Mardi 24 [mai 1859].

Chère amie, Charles nous est arrivé ce matin. Nous avons passé la matinée à parler de toi et d’Adèle. Londres a ennuyé Charles, mais ne produit pas le même effet sur vous, et je suis charmé que ce voyage vous ait donné la distraction que vous en attendiez. Je suis en proie à un mal de tête assez tenace.

Je vais essayer de quelques jours de Serk. Nous partons après-demain jeudi. J’ai reçu aujourd’hui les premières épreuves de La Légende des Siècles. Et à ce sujet Hetzel m’écrit pour me prier de prier Vacquerie d’une chose dont je te prie à mon tour. Voici le fait : Il importe à Hetzel, pour ses combinaisons d’affaires, que les libraires et éditeurs de Paris me croient encore très indécis sur le moment ou je publierai « La Légende des Siècles » et refusant (moi) de livrer immédiatement le manuscrit à Hetzel. Or Auguste, sans le vouloir, a détraqué cela. Il a dit à Michel Lévy que j’avais envoyé le premier volume à Bruxelles. De là plusieurs inconvénients pour Hetzel. Il serait à désirer qu’Auguste trouvât moyen de revenir là-dessus le plus tôt qu’il pourra, et de dire au même Michel Lévy, qu’il s’était trompé, que je continue d’être indécis, que je n’ai envoyé qu’une partie du premier volume et qu’Hetzel, qui me presse, n’est pas tranquille. Voilà les propres paroles qu’Hetzel désire et que je transcris dans sa lettre. Transmets-les à Auguste, qui dans sa sagesse avisera. Envoie-moi par la poste un numéro du Nord qu’Auguste t’a adressé pour me le renvoyer.

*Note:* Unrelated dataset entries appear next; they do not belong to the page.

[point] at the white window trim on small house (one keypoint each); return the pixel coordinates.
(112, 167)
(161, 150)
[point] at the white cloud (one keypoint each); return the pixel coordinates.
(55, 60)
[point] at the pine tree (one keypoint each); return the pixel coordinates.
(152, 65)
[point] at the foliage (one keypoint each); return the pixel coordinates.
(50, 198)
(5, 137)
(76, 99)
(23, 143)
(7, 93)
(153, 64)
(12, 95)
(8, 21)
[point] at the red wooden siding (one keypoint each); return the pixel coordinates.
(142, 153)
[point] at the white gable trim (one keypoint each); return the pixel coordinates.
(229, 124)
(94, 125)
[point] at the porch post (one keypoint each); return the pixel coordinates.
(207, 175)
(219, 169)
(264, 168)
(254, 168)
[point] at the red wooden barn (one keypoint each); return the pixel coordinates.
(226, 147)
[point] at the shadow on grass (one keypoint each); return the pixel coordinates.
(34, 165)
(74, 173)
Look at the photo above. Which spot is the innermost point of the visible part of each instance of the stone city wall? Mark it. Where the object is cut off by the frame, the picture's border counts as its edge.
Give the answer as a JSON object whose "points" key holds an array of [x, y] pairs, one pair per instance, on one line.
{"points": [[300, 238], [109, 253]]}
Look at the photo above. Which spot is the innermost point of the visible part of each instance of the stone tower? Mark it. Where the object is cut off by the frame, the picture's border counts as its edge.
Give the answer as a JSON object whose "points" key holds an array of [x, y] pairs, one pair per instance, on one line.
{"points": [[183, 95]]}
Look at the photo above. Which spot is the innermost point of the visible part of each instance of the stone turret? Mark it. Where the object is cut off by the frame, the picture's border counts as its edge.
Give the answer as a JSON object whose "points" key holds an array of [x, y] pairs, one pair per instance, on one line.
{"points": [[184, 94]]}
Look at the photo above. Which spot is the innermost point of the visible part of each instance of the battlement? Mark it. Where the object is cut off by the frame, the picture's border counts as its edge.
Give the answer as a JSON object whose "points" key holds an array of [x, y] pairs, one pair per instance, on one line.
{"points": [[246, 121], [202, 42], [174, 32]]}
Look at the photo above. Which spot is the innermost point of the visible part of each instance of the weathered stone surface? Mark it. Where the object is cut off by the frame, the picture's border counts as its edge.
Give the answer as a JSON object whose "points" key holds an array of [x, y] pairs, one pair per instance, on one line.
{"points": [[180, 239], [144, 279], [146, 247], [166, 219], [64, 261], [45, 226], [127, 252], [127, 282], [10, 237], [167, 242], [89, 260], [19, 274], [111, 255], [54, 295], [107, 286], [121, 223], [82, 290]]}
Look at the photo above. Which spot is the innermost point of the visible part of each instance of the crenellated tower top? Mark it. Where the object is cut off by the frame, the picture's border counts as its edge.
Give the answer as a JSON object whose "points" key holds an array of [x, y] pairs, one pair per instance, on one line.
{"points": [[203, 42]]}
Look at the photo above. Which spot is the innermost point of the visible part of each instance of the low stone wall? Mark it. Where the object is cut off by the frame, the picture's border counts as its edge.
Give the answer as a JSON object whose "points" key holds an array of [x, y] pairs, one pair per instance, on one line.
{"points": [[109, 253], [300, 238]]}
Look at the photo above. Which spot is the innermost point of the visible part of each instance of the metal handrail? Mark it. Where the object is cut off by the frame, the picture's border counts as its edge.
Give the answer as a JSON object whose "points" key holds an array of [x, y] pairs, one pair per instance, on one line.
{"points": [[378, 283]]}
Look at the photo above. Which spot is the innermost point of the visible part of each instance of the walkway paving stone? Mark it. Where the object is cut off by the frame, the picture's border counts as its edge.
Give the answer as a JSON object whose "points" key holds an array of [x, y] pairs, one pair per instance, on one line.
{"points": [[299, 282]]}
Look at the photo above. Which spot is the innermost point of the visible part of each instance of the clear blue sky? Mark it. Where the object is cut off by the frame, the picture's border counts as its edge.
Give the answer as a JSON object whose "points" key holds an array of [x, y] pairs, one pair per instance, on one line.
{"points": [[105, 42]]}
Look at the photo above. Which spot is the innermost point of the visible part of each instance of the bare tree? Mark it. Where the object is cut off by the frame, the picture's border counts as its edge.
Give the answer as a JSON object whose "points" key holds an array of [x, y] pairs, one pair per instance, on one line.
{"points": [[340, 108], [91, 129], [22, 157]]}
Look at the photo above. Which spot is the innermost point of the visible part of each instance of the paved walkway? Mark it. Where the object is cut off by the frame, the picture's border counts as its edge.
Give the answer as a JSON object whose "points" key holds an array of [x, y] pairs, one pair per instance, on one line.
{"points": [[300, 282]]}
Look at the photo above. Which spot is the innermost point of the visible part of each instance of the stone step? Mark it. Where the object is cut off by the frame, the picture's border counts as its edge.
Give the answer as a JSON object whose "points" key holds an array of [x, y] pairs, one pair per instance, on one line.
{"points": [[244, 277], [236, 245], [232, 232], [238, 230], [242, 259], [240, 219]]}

C’est lui-même qui me l’écrit. Ce numéro contient un article de M. de Pène sur Auguste, et il veut que je le lise, cet article me concernant beaucoup. Je te recommande de ne pas oublier cet envoi.

Charles me dit que tu te renfermeras strictement dans l’argent que je t’ai remis pour ton voyage et que tu ne le dépasseras pas d’un sou, mais que tu économises le plus que tu peux pour pouvoir rester à Londres quelques jours de plus que le mois. Dans ces termes-là, je n’y ferais pas d’objection. Seulement, chère amie, renferme-toi bien en effet dans ton petit budget tel que nous l’avons fixé. — Tu sais ma gêne actuelle que viennent encore augmenter les achats désirés et recommandés par Charles. — Dieu aidant nous nous en tirerons, mais le moment actuel est étroit.

Je t’embrasse, chère bonne amie ; j’embrasse ma petite Adèle bien-aimée.

Amusez-vous toutes les deux, et revenez-nous bien contentes. Remercie de ma part madame Milner Gibson de toutes ses charmantes bonnes grâces pour vous deux.